One came from Germany when her son was stationed there. One came from Alexandria, Va., because a woman there knew she collected them. Most came from Cracker Barrel restaurant and Macy's department store, Byrd said.
She began collecting Santas about eight years ago and has spent a pretty penny on that hobby. She bought five this year, costing about $350. That's her limit, she said and promised she would not even look for any during after-Christmas sales.
But, then again, "I really love them," she said. "Although I say I won't get another one, if I see one and I like him, he will say, 'take me home. I want to go home with you.' And the next thing you know I've got him."
More than one time she has taken a Santa home only to discover she already has the same one. She has a few sets of duplicates in her collection.
"I get mad at myself," Byrd said. "It is one of those senior moments."
Why not take it back?
"No," she said. "Once it gets here, I say he is home."
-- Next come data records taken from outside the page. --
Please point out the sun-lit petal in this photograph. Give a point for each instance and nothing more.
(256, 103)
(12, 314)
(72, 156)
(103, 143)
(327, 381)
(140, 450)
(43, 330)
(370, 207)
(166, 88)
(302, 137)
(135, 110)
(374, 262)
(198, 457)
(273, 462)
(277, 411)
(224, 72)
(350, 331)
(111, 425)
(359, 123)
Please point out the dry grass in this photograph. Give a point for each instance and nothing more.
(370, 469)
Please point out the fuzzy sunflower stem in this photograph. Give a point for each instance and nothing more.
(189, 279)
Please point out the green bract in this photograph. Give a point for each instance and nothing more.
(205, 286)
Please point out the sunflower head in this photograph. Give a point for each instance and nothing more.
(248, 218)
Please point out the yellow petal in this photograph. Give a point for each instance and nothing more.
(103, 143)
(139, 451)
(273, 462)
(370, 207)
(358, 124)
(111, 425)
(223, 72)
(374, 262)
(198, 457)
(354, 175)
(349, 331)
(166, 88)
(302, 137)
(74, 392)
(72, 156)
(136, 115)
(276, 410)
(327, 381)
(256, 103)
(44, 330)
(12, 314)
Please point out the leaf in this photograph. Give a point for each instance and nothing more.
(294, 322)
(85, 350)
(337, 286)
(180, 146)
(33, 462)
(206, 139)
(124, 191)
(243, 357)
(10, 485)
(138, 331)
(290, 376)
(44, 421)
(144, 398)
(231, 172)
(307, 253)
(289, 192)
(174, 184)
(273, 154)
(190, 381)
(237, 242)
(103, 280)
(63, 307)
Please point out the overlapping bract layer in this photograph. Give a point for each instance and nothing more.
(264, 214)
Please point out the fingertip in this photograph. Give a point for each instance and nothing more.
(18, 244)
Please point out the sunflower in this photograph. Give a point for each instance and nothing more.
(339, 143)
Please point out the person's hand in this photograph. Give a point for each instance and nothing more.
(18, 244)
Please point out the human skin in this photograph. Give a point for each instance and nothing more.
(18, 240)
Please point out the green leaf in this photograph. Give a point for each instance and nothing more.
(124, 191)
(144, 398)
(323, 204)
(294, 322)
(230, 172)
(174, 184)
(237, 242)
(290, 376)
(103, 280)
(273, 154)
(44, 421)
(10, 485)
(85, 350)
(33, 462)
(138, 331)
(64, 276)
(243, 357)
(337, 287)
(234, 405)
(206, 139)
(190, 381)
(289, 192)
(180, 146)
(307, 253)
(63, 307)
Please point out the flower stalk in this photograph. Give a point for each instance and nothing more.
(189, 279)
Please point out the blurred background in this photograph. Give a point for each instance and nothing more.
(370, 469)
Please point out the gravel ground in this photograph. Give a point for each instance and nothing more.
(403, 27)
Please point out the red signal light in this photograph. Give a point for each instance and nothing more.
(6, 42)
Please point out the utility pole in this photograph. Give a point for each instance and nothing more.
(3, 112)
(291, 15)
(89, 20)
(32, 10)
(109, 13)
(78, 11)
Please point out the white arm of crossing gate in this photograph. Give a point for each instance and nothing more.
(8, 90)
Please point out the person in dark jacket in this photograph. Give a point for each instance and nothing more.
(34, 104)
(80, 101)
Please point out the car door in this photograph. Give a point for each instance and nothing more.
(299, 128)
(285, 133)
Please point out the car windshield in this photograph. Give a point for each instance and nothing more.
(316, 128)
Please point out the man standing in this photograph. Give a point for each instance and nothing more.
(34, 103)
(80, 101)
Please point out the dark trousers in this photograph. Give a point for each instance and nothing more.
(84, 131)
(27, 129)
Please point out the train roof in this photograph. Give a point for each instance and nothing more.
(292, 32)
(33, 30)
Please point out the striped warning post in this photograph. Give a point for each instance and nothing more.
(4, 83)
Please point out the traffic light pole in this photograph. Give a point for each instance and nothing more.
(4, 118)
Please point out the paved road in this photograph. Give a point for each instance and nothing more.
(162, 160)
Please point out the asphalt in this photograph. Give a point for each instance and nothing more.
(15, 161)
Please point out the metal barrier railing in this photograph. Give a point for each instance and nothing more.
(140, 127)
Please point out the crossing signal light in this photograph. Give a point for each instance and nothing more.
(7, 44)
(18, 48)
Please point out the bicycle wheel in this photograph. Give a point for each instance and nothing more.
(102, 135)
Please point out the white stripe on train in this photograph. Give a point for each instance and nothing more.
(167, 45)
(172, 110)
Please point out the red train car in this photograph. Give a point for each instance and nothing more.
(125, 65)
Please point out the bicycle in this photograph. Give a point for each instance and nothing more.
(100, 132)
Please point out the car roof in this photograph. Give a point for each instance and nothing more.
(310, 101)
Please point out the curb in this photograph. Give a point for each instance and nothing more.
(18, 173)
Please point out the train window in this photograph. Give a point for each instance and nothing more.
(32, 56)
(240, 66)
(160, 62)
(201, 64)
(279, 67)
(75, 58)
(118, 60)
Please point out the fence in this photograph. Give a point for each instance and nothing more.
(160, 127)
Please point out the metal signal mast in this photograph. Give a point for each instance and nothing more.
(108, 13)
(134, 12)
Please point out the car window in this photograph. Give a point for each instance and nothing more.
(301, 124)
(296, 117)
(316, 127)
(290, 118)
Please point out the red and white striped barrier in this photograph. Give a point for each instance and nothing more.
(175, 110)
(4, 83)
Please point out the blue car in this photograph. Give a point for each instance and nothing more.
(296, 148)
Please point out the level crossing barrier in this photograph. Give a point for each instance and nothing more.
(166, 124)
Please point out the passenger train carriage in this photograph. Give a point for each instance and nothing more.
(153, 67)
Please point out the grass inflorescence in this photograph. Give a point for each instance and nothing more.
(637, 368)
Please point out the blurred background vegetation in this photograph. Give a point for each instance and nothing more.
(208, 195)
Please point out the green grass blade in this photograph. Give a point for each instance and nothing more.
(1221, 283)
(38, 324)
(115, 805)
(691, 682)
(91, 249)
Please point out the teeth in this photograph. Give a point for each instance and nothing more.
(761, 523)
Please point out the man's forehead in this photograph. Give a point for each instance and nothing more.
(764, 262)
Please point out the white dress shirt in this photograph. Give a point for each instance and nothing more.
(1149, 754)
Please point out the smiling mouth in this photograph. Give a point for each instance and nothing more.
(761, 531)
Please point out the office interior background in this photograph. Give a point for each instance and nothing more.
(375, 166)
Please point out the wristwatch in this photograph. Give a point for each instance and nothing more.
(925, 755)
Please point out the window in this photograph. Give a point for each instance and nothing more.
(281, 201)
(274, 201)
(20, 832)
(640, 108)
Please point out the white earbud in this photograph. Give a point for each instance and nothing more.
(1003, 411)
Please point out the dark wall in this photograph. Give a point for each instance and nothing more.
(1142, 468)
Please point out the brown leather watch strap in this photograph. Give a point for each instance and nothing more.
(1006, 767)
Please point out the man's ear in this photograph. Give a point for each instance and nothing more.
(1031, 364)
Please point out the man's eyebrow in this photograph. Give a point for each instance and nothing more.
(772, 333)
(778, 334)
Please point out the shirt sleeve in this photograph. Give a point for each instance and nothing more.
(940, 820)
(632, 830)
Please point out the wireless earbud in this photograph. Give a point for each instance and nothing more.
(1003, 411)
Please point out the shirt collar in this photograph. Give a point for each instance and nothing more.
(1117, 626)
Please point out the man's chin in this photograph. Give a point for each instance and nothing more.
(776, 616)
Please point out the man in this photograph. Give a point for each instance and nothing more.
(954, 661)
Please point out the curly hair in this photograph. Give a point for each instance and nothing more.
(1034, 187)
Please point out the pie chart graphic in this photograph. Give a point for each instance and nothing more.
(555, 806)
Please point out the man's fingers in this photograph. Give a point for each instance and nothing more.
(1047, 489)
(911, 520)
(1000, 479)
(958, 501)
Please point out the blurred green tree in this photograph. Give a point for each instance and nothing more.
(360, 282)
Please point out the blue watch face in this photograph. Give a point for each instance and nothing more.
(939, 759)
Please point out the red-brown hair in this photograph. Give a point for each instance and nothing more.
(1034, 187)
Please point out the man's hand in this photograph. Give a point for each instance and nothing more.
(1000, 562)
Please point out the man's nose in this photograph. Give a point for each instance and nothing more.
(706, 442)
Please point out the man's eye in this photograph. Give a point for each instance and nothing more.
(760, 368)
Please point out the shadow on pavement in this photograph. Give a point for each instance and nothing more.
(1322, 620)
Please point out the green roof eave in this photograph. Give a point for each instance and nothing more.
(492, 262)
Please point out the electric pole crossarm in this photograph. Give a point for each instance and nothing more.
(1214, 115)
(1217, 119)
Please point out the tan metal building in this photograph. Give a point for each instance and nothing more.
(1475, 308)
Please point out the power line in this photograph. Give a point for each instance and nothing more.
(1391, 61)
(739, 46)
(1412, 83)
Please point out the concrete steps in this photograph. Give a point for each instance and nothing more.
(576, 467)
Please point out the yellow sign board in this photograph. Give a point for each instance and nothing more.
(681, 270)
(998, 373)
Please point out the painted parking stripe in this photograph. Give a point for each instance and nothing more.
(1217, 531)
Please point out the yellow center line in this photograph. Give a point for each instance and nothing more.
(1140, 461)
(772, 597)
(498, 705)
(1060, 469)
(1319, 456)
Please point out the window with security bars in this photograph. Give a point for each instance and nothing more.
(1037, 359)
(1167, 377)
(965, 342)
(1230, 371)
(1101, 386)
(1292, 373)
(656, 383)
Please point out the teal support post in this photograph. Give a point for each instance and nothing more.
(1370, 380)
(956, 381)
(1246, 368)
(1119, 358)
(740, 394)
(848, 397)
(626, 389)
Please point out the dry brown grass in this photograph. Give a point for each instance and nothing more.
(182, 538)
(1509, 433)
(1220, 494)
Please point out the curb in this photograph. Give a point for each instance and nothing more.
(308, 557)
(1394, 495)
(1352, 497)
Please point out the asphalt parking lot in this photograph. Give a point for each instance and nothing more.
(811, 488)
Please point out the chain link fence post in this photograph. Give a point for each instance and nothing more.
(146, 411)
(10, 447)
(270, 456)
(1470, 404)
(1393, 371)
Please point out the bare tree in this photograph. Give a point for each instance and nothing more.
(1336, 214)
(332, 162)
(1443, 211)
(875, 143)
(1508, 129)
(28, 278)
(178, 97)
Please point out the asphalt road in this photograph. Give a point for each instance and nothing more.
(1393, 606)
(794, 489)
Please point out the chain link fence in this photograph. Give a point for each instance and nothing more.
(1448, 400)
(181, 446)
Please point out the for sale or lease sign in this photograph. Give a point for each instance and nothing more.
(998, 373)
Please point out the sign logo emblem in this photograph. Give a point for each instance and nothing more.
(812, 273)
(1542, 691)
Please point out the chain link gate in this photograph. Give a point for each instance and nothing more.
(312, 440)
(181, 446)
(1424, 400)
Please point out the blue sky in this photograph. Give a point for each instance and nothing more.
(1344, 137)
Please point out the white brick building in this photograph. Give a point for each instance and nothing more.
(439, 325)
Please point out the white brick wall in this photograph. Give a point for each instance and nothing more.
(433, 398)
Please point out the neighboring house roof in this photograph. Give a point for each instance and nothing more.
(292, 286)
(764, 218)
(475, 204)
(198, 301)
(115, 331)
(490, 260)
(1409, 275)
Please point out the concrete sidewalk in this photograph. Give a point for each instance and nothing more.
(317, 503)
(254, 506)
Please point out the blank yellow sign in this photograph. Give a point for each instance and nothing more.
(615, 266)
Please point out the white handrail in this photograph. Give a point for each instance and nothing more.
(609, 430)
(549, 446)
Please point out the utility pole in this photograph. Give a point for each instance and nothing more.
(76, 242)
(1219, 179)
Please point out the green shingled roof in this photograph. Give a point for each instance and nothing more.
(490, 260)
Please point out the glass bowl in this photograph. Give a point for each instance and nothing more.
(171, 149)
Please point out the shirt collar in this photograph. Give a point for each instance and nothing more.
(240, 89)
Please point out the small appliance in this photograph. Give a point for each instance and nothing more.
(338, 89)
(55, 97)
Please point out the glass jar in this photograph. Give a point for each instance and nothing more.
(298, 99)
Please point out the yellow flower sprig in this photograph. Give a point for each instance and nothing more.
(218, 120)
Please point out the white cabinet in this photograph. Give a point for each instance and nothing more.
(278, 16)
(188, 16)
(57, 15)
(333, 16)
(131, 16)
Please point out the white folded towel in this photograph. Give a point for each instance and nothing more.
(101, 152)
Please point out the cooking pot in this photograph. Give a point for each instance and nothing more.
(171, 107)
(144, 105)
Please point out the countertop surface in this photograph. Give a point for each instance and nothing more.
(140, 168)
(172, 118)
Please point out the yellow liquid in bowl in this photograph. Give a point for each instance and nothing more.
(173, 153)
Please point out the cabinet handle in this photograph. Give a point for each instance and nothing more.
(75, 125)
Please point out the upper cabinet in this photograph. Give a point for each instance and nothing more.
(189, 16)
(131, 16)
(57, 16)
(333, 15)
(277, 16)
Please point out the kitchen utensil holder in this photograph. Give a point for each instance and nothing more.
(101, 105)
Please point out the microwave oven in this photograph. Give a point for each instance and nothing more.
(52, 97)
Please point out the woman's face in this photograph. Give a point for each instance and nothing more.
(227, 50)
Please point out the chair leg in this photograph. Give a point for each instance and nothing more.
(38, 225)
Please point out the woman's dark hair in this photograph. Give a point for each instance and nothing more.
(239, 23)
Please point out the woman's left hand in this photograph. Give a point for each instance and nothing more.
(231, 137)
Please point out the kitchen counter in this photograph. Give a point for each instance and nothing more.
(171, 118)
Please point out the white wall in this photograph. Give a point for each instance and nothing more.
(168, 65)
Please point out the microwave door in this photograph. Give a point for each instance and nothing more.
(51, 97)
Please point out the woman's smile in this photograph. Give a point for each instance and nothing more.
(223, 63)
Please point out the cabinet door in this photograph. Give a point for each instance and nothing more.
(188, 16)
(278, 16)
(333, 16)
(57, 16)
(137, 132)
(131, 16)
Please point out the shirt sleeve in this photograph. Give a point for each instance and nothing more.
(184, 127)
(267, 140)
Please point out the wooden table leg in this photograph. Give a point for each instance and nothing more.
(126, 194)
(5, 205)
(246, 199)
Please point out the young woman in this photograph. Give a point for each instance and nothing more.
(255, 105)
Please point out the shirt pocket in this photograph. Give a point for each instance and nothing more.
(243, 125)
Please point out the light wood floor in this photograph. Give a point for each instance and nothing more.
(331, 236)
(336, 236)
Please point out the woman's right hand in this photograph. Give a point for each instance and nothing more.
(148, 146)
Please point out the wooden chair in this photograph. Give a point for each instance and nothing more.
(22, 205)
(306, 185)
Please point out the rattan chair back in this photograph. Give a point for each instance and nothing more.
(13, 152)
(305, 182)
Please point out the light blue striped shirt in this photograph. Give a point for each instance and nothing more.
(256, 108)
Byrd's mother, Flora Hudson, collected dolls and displayed them throughout their home. Hudson bought the brothel of infamous madam Belle Brezing after Brezing's death in 1940, according to Lexington Herald-Leader articles.
Her mother converted the brothel into the Hudson Hotel, the first hotel for black people in Lexington, Byrd said.
Throughout the house were dolls she collected over the years. So Byrd's collecting gene comes honestly.
Byrd began collecting the Santas because she was attracted by their colorful outfits and "I guess because I am black.
"I saw something beautiful and different and I could get something that looked like me, that I could relate to," she said. "I'm just glad to have something that looks like me."
In recent years, she said some of her favorite stores have stopped carrying the black Santas. Byrd didn't take kindly to that. She wrote letters to the corporate offices and asked why. She received one reply, but is still waiting for others.
"I am not a kid," she said. "You don't put a sucker in my mouth and expect me to be satisfied. I spend too much money."
A retired Licensed Practical Nurse, Byrd gained her credentials by attending classes while rearing five children and working the 11 p.m.-7 a.m. shift caring for patients as a nurse's aide.
So now, she said, she has earned the right to collect as many black Santas as she wants and can afford. She has started a collection of black angels, too, and also might take a liking to a collection of snowmen.
"I just love Christmas," Byrd said. "I guess I'm a kid at heart. I guess I really am."